Typical objective for this transformation is (1) preserving information in the data matrix, while reducing computational complexity; (2) improving separability of different classes in data.
A2. Dimensionality reduction as feature selection or feature extraction:
I'll use the ubiquitous Iris dataset, which is arguably the 'hello world' of data science. Briefly, the Iris dataset has 3 classes and 4 attributes (columns). I'll illustrate feature selection and extraction for the task of reducing Iris dataset dimensionality from 4 to 2.
I compute pair-wise co-variance of this dataset using library in Python called seaborn. The code is: sns.pairplot(iris, hue="species", markers=["o", "s", "D"]) The figure I get is
I can select the pair of attributes (2 dimensions) that provide me the greatest separation between the 3 classes (species) in the Iris dataset. This would be a case of feature-selection.

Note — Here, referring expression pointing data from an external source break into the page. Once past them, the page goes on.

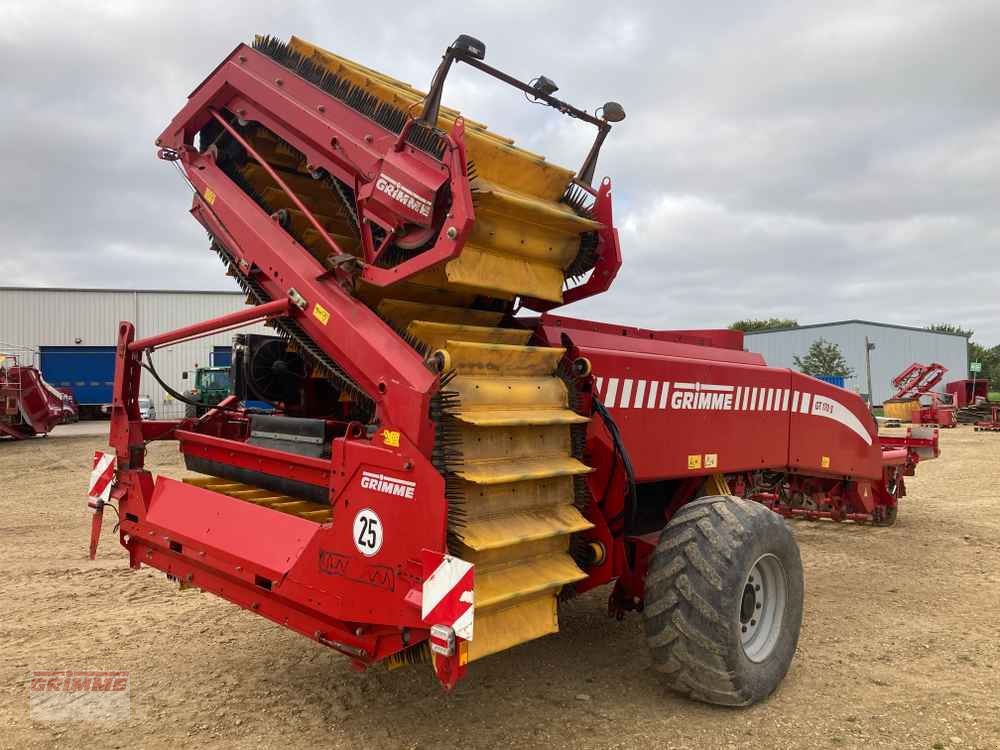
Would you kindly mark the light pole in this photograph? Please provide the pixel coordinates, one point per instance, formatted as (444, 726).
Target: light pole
(869, 345)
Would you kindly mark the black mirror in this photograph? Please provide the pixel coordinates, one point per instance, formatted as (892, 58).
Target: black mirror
(612, 112)
(470, 46)
(544, 85)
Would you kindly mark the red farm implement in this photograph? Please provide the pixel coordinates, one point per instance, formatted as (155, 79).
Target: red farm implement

Next up is feature extraction. Herein, I am projecting the 4-dimensional feature space of Iris to a new 2-dimensional subspace, which is not axis aligned with the original space. These are new attributes. They are typically based on the distribution in the original high dimensional space.
The most popular method is Principal Component Analysis, which computes Eigenvectors in the original space.
Obviously, we are not restricted to using only a linear and global projection to a subspace based on Eigenvectors. We can use non-linear projection methods as well.
Here is an example of non-linear PCA using neural networks
The attributes (dimensions) in the last example are extracted from the original 4 attributes using neural networks. You can experiment with various flavors of PCA for iris dataset youself using this pca methods code.
Summary:
While feature extraction methods may appear to be superior in performance to feature selection, the choice is predicated by the application. The attributes from feature extraction typically lose physical interpretation, which may or may not be an issue based on the task at hand. For example, if you are designing a very expensive data collection task with costly sensors and need to economize on the attributes (number of different sensors), you'd want to collect a small pilot sample using all available sensors and then select the ones that are most informative for the big data collection task.